Modeling Guide

Configure the Data Source Node

Data Source nodes provide connections to the input data.

Prerequisites

  • You have modeled the Data Transform operator with the Data Source node.
  • You have created connections in the SAP Data Hub Connection management application.
  • The connection type used in the connection definition has the STRUCTURED_TRANSFORM capability.

Procedure

  1. Double-click the Data Source node.
  2. Select the source data set.
    1. In Connection ID text field, enter the required connection ID.
      You can also browse and select the required connection.
    2. In the Source field, browse and select the required source data set.
    In the Columns section, the tool displays all columns from the selected data set.
  3. (Optional) Import data set from Metadata Catalog.
    You can browse the folders in the Metadata Catalog and select the required data set.
    1. In the editor, choose Import from Catalog.
    2. Browse and select the required data set.
    3. Choose OK.
      The tool automatically populates the connection details based on the selected data set. For more information on Metadata Catalog, see topic Managing the Catalog in the Data Governance User Guide.
  4. Define the output columns.
    Depending on the connection type of the selected connection ID, in the Columns section, define the data set.

    Connection Type

    Next Steps

    HDFS, Amazon S3, ADL, Google Cloud Storage (GCS), and WASB

    1. In the Source field, browse to the required file in HDFS, Amazon S3, ADLS, Google Cloud Storage, or WASB.

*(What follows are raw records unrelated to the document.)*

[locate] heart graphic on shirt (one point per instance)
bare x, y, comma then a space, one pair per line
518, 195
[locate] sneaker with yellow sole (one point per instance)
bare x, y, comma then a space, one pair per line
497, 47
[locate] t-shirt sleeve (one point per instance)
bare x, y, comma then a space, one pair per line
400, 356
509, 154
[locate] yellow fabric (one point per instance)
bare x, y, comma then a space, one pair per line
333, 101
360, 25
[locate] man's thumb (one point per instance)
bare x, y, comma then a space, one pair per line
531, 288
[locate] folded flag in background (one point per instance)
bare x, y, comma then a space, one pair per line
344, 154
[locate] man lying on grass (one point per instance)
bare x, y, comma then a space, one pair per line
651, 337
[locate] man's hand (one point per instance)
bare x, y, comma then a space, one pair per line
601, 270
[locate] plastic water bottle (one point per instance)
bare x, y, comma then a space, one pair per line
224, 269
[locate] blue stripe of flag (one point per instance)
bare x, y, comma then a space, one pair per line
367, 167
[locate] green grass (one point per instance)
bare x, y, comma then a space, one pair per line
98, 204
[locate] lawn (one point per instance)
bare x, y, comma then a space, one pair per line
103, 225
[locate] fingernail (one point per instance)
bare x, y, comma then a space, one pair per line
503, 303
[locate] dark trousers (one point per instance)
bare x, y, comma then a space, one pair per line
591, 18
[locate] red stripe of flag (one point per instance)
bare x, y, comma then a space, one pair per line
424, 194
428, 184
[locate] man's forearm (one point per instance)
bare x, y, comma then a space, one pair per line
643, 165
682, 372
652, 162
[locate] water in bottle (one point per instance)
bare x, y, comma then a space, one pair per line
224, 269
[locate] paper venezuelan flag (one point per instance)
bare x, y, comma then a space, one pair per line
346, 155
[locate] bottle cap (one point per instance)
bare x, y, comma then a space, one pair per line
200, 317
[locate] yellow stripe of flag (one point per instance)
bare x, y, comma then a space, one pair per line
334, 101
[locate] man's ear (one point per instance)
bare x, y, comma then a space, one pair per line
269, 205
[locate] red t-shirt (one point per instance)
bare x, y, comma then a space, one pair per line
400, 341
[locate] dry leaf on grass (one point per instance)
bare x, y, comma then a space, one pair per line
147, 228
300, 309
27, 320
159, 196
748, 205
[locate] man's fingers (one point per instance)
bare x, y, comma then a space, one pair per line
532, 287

    2. In the Format dropdown list, select the file format.

    The tool supports Parquet, CSV, and ORC file formats. For CSV files, you can define additional CSV-specific properties such as the character set, column delimiter, and the text delimiter. The tool parses the CSV files based on the values that you provide.

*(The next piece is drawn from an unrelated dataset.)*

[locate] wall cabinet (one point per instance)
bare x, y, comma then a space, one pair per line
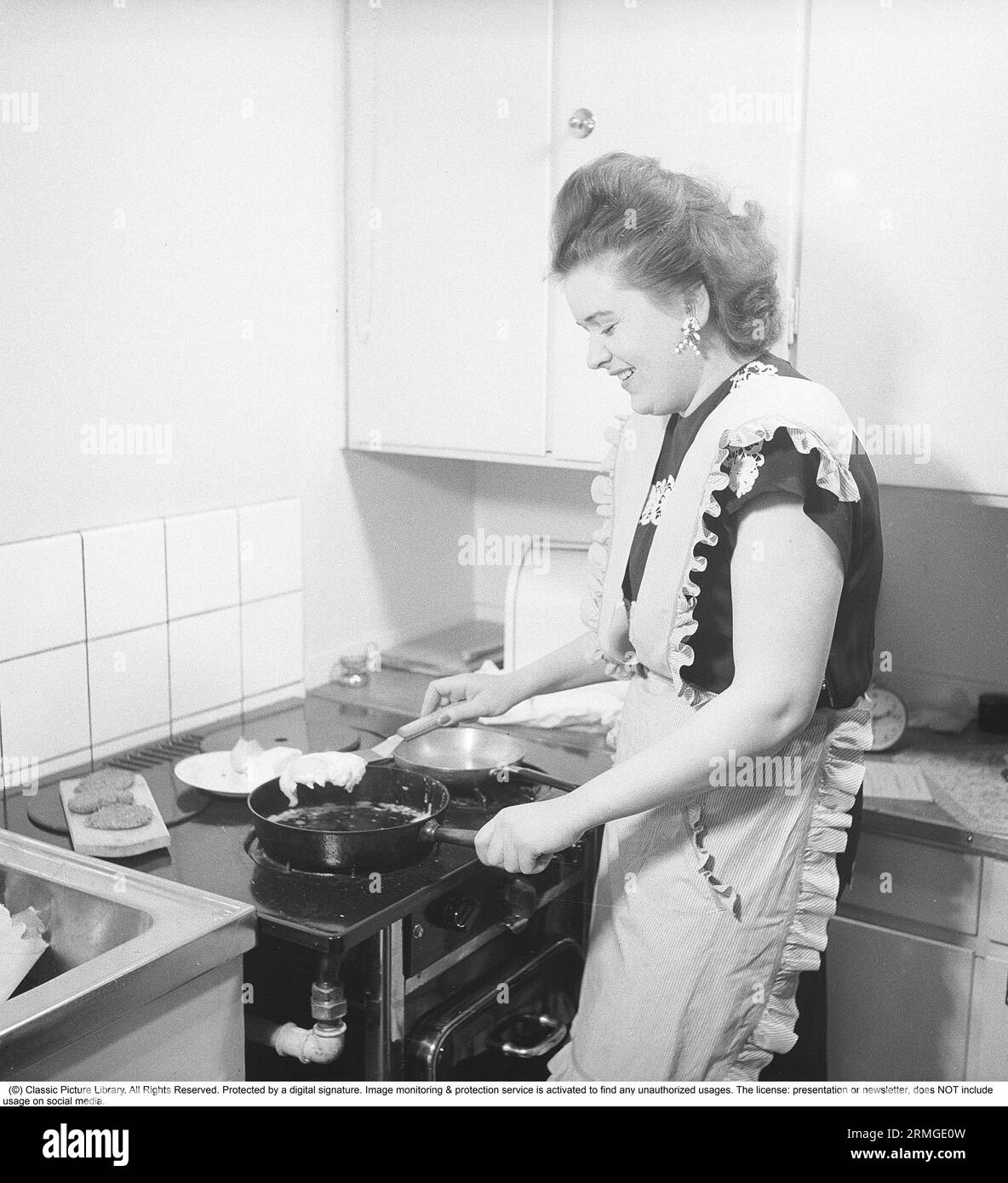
917, 979
446, 174
458, 139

    3. For CSV files, select a value for Includes Header.

    This value helps the tool identify whether the selected file contains a header row. If the file already has a header row, enable the Includes Header toggle button.

    VORA

    1. In the Schema Name field, browse to the required SAP Vora table.

    The tool automatically populates the Table Name field.

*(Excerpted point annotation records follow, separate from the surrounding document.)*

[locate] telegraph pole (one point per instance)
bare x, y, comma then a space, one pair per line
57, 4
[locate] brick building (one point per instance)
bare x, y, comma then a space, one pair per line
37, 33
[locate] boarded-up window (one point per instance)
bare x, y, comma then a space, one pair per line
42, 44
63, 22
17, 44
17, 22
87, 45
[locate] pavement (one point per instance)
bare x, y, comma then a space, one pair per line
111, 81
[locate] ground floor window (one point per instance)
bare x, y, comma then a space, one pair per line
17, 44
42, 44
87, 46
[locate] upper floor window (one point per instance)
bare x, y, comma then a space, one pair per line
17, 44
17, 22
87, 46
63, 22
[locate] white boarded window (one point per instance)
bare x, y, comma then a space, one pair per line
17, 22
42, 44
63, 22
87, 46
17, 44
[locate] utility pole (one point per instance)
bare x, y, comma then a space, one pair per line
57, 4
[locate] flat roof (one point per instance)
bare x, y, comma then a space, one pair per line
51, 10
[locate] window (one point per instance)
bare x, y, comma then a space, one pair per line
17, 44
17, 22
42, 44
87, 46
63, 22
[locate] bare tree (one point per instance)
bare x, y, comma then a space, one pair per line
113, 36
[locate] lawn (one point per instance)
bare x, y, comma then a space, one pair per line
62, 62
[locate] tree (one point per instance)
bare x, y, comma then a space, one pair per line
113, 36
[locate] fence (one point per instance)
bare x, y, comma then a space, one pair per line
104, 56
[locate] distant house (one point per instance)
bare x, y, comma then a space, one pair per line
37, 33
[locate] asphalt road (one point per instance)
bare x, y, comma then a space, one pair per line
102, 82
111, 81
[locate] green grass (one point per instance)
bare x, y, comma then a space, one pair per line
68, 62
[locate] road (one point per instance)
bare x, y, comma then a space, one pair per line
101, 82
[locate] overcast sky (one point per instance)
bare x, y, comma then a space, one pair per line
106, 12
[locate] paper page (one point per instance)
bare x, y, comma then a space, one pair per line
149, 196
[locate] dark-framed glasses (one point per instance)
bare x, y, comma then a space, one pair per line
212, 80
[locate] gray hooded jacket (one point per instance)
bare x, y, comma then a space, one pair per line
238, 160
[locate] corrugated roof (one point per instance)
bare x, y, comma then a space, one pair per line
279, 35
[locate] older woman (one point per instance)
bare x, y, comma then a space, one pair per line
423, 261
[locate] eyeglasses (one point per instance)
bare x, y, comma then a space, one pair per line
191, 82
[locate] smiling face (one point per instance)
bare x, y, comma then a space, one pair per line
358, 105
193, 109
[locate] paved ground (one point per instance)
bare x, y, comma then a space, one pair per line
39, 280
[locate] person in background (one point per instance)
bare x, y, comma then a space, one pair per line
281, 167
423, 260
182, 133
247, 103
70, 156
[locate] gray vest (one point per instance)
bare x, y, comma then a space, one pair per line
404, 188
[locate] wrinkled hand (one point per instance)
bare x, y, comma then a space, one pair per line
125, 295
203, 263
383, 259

    1. (Optional) Choose + (Add Column) to define additional columns.
    2. Select a data type for each column.
      Depending on the selected data type, you can define the length, scale, precision, or format.
    3. Under the Primary Key column, select a column that serves as the primary key.
      Typically the data in this column is unique.
    4. Under the Nullable column, choose whether the column value can be empty (nullable).
    5. (Optional) To reorder the columns, click the up and down arrow icon. Select the column that you want to move and click the up or down arrows.
    6. (Optional) If you want to use the structure definition that the tool proposes for the selected file or table, in the Columns section, choose Auto Propose.
  5. Connect nodes.
    If you want to configure the Data Transform operator with another node,
    1. In the menu bar, use the breadcrumb navigation to navigate back to the operator configuration editor.
    2. Add new nodes.
    3. To connect the nodes, select the output port of a node and drag the cursor to an input port of another node.